Clarice Lispector cada día adquiere mayor presencia: se
reeditan sus libros al tiempo que muchos son quienes -apenas descubrirla- devienen
en convencidos difusores de esta autora. Y de esta manera su deseo se hizo
realidad.
Tengo una gran amiga que me manda de vez
en cuando rosas silvestres. Y su perfume, mi Dios, me da ánimo para respirar y
vivir.
Las rosas silvestres tienen un misterio
de los más extraños y delicados: a medida que envejecen perfuman más. Cuando
están por morir, ya ajándose, el perfume se vuelve fuerte y dulzón, y recuerda
las perfumadas noches de luna de Recife. Cuando finalmente mueren, cuando están
muertas, muertas –ahí entonces, como una flor renacida en la cuna de la tierra,
es cuando el perfume que exhala de ellas me embriaga. Están muertas, feas, en
lugar de blancas se ven amarronadas. Pero ¿cómo tirarlas si, muertas, tienen el
alma viva? Resolví la situación de las rosas silvestres muertas,
despetalándolas y esparciendo los pétalos perfumados en mi cajón de ropa.

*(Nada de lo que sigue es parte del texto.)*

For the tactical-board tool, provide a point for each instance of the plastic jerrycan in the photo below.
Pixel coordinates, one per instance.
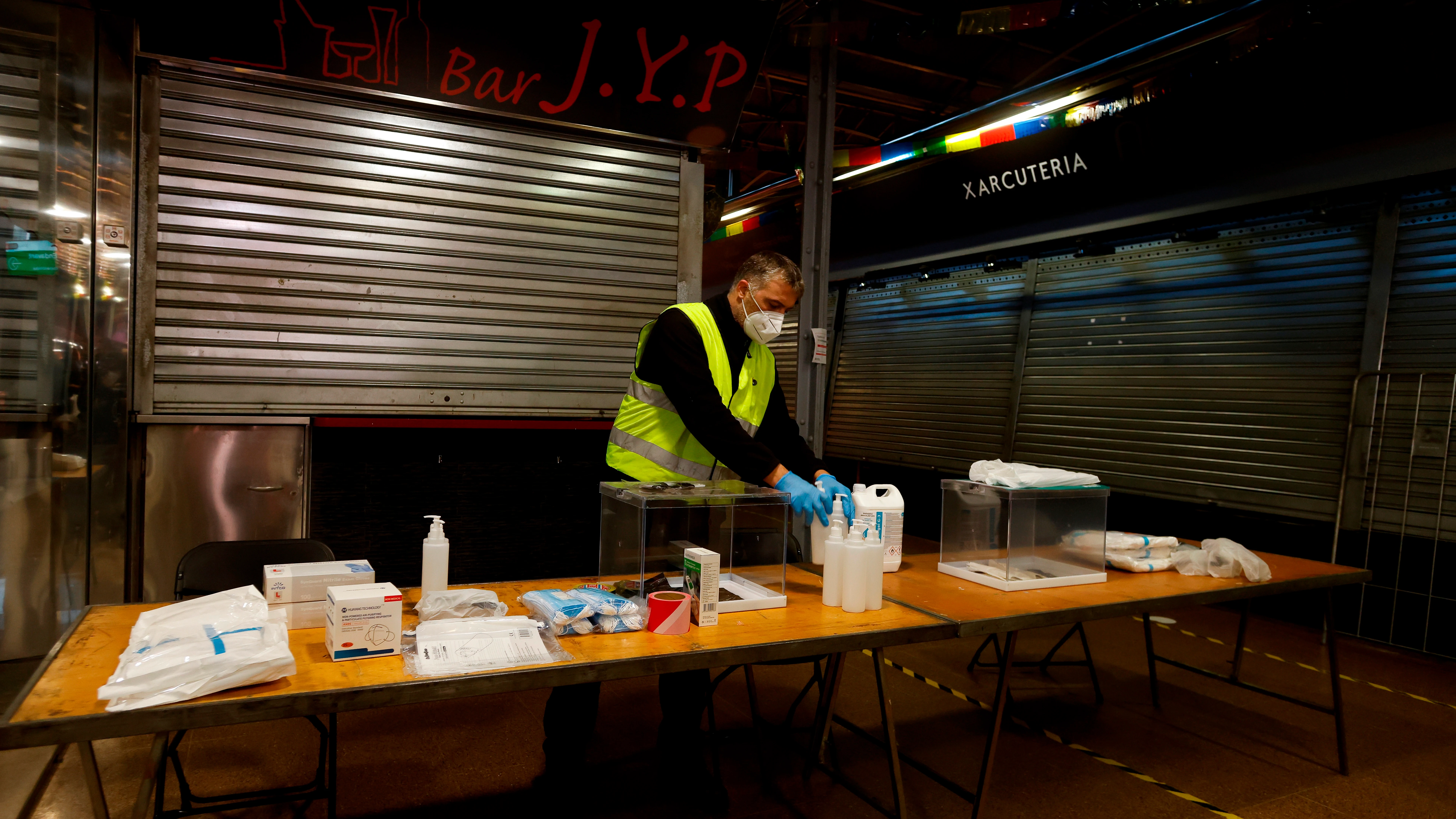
(882, 508)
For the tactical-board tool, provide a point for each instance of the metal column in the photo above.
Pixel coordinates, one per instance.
(819, 185)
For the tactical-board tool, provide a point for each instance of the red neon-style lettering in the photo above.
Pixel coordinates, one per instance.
(717, 53)
(654, 65)
(582, 70)
(453, 72)
(515, 98)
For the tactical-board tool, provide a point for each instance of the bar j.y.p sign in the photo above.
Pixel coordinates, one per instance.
(673, 70)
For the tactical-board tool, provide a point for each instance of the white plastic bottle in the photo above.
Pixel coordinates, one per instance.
(857, 568)
(435, 575)
(874, 572)
(835, 564)
(882, 508)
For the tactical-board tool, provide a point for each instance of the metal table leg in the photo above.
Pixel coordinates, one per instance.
(825, 715)
(887, 721)
(149, 780)
(1152, 658)
(998, 712)
(92, 773)
(43, 782)
(1334, 683)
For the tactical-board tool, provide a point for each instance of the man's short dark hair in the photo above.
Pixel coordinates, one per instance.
(762, 268)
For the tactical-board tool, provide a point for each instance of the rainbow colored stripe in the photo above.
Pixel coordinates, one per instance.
(758, 220)
(950, 145)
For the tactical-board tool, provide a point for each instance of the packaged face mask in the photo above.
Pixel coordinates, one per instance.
(555, 607)
(603, 603)
(616, 623)
(461, 603)
(762, 327)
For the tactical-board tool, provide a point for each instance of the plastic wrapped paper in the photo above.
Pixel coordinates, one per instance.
(461, 603)
(200, 647)
(480, 644)
(1222, 558)
(1027, 476)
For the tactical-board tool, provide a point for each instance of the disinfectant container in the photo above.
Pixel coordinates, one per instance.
(820, 532)
(882, 508)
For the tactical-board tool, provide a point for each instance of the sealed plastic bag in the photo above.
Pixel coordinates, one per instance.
(480, 644)
(1026, 476)
(200, 647)
(1222, 558)
(561, 612)
(603, 603)
(461, 603)
(616, 623)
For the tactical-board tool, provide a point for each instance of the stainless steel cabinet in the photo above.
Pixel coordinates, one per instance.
(219, 481)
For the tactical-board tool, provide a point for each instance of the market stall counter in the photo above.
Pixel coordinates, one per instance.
(60, 702)
(979, 610)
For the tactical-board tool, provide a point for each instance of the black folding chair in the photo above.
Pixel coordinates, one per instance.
(218, 568)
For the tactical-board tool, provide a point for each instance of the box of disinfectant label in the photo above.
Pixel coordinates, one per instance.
(302, 583)
(363, 622)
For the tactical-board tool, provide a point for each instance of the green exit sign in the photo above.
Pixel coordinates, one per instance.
(30, 258)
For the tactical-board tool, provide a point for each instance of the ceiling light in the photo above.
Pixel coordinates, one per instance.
(882, 164)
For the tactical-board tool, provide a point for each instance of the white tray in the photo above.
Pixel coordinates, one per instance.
(1062, 575)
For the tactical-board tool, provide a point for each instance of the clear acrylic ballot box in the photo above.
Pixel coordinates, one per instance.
(646, 529)
(1023, 539)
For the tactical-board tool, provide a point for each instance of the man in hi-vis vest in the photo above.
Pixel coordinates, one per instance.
(704, 405)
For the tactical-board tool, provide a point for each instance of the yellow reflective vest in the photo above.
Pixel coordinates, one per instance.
(648, 438)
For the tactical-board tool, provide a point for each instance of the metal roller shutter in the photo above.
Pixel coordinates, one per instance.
(20, 181)
(925, 370)
(1420, 329)
(1215, 372)
(319, 255)
(787, 357)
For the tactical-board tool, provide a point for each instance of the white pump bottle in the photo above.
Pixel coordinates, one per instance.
(874, 571)
(855, 572)
(435, 575)
(835, 564)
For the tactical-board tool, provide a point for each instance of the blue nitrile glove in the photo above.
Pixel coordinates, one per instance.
(807, 500)
(832, 488)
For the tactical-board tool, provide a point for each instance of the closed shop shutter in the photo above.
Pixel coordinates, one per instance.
(20, 181)
(925, 370)
(1420, 329)
(787, 357)
(1203, 372)
(318, 255)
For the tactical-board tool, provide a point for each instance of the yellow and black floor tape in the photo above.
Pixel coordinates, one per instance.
(1056, 738)
(1346, 677)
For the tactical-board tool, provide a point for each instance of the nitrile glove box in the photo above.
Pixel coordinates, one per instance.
(308, 615)
(302, 583)
(363, 622)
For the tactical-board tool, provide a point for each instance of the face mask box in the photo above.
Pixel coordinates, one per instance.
(302, 583)
(363, 622)
(308, 615)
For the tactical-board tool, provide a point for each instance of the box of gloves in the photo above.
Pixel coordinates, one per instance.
(1014, 539)
(363, 622)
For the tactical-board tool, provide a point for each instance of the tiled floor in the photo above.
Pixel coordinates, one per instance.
(1245, 754)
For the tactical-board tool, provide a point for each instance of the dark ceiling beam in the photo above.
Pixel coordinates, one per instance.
(861, 92)
(914, 68)
(1068, 53)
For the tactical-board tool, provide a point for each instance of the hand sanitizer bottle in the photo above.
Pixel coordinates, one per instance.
(835, 564)
(857, 568)
(435, 575)
(874, 572)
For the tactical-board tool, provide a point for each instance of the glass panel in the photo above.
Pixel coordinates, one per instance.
(47, 165)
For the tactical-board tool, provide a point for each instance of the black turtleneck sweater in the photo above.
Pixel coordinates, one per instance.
(675, 359)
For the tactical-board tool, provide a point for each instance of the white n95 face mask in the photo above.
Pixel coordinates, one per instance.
(762, 327)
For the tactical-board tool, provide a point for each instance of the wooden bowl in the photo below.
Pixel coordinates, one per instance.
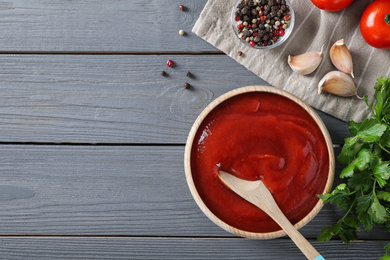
(189, 177)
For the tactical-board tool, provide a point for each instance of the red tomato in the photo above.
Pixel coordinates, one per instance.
(373, 27)
(331, 5)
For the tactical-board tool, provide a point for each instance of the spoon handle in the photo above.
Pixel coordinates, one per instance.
(269, 206)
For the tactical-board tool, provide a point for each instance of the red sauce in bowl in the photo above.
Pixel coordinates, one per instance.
(263, 136)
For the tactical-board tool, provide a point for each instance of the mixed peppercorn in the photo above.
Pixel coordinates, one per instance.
(262, 22)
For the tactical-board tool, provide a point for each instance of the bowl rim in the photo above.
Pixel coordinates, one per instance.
(187, 160)
(289, 30)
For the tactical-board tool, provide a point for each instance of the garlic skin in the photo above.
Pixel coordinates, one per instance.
(337, 83)
(305, 63)
(341, 57)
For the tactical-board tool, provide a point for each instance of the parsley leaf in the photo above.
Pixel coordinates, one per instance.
(365, 196)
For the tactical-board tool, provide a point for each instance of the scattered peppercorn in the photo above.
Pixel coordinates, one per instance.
(262, 22)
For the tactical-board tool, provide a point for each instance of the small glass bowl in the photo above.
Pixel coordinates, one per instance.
(280, 41)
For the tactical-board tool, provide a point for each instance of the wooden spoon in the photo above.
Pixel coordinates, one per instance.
(257, 193)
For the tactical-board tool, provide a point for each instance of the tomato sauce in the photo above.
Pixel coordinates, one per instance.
(262, 136)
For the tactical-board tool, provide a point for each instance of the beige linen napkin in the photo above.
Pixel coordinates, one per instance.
(313, 28)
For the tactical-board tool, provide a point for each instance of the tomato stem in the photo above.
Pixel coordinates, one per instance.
(387, 18)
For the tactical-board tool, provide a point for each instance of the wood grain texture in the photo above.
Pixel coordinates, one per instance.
(100, 26)
(109, 190)
(177, 248)
(115, 98)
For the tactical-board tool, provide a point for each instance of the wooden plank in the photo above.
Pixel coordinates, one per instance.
(115, 98)
(100, 26)
(177, 248)
(108, 190)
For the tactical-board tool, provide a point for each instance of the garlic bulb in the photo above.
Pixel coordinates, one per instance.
(305, 63)
(341, 57)
(337, 83)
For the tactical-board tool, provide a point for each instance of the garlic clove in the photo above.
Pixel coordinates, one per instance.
(305, 63)
(337, 83)
(341, 57)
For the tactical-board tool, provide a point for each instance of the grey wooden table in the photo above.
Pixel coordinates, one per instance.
(92, 136)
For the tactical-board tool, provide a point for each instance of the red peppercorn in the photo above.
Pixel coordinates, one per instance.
(169, 63)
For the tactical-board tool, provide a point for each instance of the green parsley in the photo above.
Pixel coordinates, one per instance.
(365, 194)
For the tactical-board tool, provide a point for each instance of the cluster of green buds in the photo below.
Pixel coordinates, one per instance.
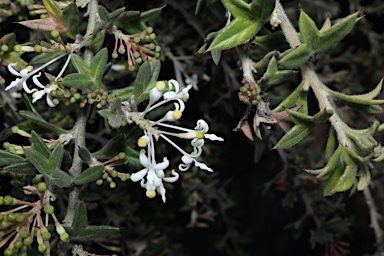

La última vez que mi amiga me mandó
rosas silvestres, cuando se estaban muriendo y volviéndose más perfumadas
todavía, les dije a mis hijos:
-Es así como me gustaría morir:
perfumando de amor. Muerta y exhalando el alma viva.
Sin lugar a dudas la obra de Clarice Lispector, al igual
que sus rosas silvestres, sigue viva después de su muerte.